With Medicare Part D Annual Open Enrollment season around the corner, it’s important for those who qualify to start thinking about their Medicare coverage for 2015. Admittedly, however, confusion still abounds. And the process of navigating the complex world of Medicare can be daunting indeed. Even for those who are loathe to publicize that they have reached the age of sixty five—going so far as to shun Senior Citizen metro cards and movie discounts for fear of anybody knowing your real age—the potential savings and benefits from enrollment far outweigh the intangible costs of whispering to your pharmacist that the medication’s price is covered by Medicare. Part D can also assist those who are retired and are losing their employer-provided prescription coverage. And even if they are not eligible themselves, young professionals might be asked to help a family member pick a Medicare plan; so it’s essential to better understand how to choose the right one.

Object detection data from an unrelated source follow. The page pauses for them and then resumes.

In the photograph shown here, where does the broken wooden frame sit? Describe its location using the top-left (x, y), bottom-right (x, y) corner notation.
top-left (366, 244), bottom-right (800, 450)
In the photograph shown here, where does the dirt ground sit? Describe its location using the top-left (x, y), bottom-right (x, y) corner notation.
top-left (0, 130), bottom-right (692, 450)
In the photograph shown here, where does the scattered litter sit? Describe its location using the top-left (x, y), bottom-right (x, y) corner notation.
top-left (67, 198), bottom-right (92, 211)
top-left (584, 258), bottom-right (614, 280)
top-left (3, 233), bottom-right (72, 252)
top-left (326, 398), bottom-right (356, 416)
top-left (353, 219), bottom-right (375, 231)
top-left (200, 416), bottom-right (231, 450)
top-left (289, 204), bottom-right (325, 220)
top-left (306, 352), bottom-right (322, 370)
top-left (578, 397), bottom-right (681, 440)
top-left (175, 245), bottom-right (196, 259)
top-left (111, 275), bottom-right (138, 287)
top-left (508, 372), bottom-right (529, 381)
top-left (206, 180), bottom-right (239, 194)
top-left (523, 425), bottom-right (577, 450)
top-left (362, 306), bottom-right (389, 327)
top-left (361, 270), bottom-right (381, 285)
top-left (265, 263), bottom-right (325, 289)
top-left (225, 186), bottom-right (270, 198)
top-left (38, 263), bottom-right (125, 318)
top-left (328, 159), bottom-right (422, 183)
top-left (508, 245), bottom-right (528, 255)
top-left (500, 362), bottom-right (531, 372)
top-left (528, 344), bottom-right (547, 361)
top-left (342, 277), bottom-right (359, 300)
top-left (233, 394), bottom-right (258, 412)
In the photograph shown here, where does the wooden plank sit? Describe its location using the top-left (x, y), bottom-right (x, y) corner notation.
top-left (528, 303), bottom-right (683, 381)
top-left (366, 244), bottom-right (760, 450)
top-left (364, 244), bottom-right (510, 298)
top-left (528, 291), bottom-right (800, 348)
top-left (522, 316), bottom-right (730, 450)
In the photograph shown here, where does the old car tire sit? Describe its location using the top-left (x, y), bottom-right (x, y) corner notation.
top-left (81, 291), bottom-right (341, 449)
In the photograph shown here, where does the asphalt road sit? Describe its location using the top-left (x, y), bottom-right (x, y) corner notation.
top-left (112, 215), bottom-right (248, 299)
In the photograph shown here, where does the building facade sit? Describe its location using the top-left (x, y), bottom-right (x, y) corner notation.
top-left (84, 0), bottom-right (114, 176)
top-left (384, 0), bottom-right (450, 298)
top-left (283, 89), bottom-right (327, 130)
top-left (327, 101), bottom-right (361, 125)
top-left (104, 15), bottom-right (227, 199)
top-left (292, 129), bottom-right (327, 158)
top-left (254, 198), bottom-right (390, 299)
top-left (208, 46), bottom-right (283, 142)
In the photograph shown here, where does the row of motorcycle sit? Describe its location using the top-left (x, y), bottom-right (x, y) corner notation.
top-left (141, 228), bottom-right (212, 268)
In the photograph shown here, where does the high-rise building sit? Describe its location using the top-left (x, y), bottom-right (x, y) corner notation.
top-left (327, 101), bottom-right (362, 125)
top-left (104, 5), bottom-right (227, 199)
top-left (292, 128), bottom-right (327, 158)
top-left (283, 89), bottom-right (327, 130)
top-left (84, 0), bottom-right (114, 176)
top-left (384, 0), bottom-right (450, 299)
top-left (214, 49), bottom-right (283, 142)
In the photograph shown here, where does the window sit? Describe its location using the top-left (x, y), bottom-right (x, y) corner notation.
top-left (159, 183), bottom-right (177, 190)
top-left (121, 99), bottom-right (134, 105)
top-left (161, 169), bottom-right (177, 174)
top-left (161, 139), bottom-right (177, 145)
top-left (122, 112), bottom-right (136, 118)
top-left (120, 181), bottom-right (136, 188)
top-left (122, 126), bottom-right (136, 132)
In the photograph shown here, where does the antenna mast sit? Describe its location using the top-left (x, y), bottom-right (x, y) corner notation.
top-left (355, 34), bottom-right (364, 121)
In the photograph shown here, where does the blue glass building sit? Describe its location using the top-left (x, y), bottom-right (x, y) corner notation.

Unfortunately, it’s certainly easy to go awry. For instance, you might assume that a low premium (the monthly amount you pay for the plan) equals a “good deal.” And while it may seem painless to compare premiums, there is actually much more to consider. But before we get into how to select a plan, let’s talk about what exactly Medicare Part D entails.
“Medicare Part D is the part of Medicare that covers prescription medications. Medicare prescription drug plans are operated by private companies approved by Medicare, and these plans make prescription medications safer and more affordable for Medicare beneficiaries,” explains Dr. Rebecca Rabbit, Pharm D, vice president, Medicare solutions at Express Scripts.
How do you know if you need a Medicare Part D plan?
Dr. Rabbit continues, “If you are eligible for Medicare and take any prescription medications on a short- or long-term basis, then you should enroll in a Medicare Part D Plan. Even if you are not taking any medications, you should consider enrolling because if you don’t, when you first become Medicare-eligible, you will have to pay a penalty when you do.
Plans with a high deductible, large copayments and/or a high coinsurance requirement (the portion of the price you must pay for your medications) may have lower monthly premiums but could cost significantly more if you encounter unexpected or high medication costs. Meanwhile, Part D Plans that have a higher monthly premium may offer money-saving options over the long term.”
Knowing what to look for can make the task of selecting a plan a lot easier. Here are the most important elements on which to focus, according to Dr. Rabbit…
- Premium: That’s what you pay for the insurance each month. But it is only the starting point, even though for all too many it is also the ending point!
- Deductible: This is the amount you are required to spend in total each year on your medications before your plan’s coverage kicks in. After the premium, it is also still just an easy focal point that may disguise the full cost or benefit of a Plan. It is important to remember that this is a 100% number, meaning it eliminates coverage completely, until the deductible level is reached; unlike the copay/coinsurance amount which is an ongoing percentage of each purchase.
- Copayments and Coinsurance: The answer to the dreaded question, “How much is my copay?” is the portion of every post-deductible charge that you are required to pay outside of the coverage. The answer you want to hear is always “There isn’t one.”
- Formulary: This is the list of medications covered by the Part D Plan. Not all plans use the same formulary or drug list, so your top priority should be to find a plan that covers the medications, or clinically appropriate alternatives, you currently need to take.
- Home delivery: If you take a medication on a long-term basis, check to see if you can receive your medications on a regularly scheduled basis in the mail. With home delivery, you can usually get a 3-month supply of a medication for a lower co-pay. Some plans even offer to ship for free, since it costs them less to process in bulk rather in individual dosages through a local pharmacy.
- Pharmacy networks with lower-cost options: Some plans offer lower co-pays when you use certain pharmacies. This is known as a Preferred Pharmacy Network. Plans that have a national pharmacy network also make a lot of sense if you travel or spend time away seasonally.
- Pharmacist Support: Some Part D Plans will provide you with access to their own pharmacists or Specialty Pharmacists to advise you. Pharmacists are a great resource for helping you find cost-effective alternatives for your prescription medication needs, and can help you overcome any barriers to not taking your medications as prescribed. Taking your medications the right way can keep you healthy and help prevent additional healthcare costs, such as hospital or emergency room (ER) visits.
- Customer service: Look for a plan with knowledgeable Medicare (as distinct from medication) advisers who will help you understand your plan and make sure you get the most value.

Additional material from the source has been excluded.